Anyway…back to cheerfulness. The neon sign kit could be made into a different word but I reckon that cheerfulness is too long. That’s why I am making a patchwork cushion cover of bright colours and will embroider Cheerfulness on it, and the cushion will sit on my studio sofa, as I spend more time in the studio than anywhere else in the winter, which is the time of the year when I need to be reminded to be cheerful.

I have a love hate relationship with patchwork. I have made four full sized double bed quilts and several baby ones over the years, and they drive me to distraction, because I love the design part and hate the sewing. 

After my Covid quilt…





… I swore off ever doing patchwork again, but this is just a cushion cover. I have started assembling materials from my drawer of remaining scraps, and I rather like these pink and orange pieces I dismantled from a quilt that had faded. The reverse side is not faded.




Watch this space.




Saturday, January 10, 2026

Coping with January

Well, I finished reading The Gifts of Winter. The odd thing was that while I was reading it I felt more cheerful, but now I have finished it I feel as bad as ever about January. 
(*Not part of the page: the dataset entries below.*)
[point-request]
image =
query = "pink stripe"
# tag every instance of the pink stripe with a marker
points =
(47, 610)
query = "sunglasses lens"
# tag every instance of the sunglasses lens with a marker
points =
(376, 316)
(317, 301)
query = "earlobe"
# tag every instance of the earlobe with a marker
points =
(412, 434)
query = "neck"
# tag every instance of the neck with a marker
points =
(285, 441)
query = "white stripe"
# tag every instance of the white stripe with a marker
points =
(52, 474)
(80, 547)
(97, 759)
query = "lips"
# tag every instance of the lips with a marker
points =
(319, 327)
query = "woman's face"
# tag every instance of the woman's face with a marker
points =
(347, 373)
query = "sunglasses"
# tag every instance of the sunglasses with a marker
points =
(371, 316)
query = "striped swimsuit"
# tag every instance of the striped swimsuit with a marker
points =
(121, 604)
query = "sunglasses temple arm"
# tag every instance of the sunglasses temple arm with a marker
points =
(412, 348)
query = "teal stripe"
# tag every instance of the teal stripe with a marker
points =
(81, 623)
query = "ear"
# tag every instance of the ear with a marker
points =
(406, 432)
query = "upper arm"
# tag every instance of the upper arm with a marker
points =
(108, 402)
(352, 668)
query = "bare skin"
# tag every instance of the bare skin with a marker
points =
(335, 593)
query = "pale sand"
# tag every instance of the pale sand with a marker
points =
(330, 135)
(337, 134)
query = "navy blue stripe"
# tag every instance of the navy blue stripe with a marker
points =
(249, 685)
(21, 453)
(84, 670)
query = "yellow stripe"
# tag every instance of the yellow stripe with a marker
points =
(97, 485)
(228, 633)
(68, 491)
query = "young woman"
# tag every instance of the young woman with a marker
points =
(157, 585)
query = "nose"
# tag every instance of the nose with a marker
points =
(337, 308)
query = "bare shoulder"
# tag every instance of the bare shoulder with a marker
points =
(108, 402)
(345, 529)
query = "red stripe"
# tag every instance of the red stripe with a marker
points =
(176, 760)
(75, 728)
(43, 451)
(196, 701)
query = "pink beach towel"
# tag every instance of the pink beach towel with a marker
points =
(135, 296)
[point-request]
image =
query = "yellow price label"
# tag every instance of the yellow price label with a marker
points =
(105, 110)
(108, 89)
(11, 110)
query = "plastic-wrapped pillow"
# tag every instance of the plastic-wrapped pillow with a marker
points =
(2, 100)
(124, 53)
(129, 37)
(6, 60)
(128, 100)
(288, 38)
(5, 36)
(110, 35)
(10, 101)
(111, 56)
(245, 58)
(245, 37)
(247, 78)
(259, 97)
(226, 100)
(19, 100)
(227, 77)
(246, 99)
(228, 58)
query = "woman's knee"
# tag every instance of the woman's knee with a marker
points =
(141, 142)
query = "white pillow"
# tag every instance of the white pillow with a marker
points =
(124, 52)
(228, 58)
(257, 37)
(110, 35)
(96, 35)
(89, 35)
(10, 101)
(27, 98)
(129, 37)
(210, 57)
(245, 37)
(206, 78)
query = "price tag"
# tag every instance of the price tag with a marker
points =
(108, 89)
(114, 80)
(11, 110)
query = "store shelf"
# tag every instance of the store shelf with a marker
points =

Of course, the world news doesn’t help. And Starmer’s refusal to take a stand on anything that the British people care about is pathetic. He makes me want to spit.

And then there is the weather…we were promised snow and I was looking forward to the world outside the window being brighter, but all we got was an inadequate coating of wet mush. Yesterday, we decided that despite the cold grey everywhere, we’d walk the mile down the Trail to Hassop Station, only to find it closed: presumably, because of the dire forecasts, and the expectation of travel difficulties for staff and punters, they’d decided not to open.

And then there is my current painting, which is taking so long it’s getting tedious.

Dave asked me what was wrong this morning. Had he done something to annoy me? 

‘No,’ I said, ‘definitely not. I was just trying to find reasons to be cheerful.’

Here they are:

My lovely family

My friends

My patchwork quilt 




I have enough to eat

We have more than enough wood for our log burning stoves - thanks to Dave












Our house is cosy

I am in good health

In two weeks time I am going to London for the weekend with my daughter for fun and artistic inspiration 

It won’t always be January 

We’re forecast sunshine for today and I shall go out for a long walk and take a flask of coffee and come home happy

I feel better for writing this…perhaps all I need to do every winter morning is to think of ten reasons to be thankful.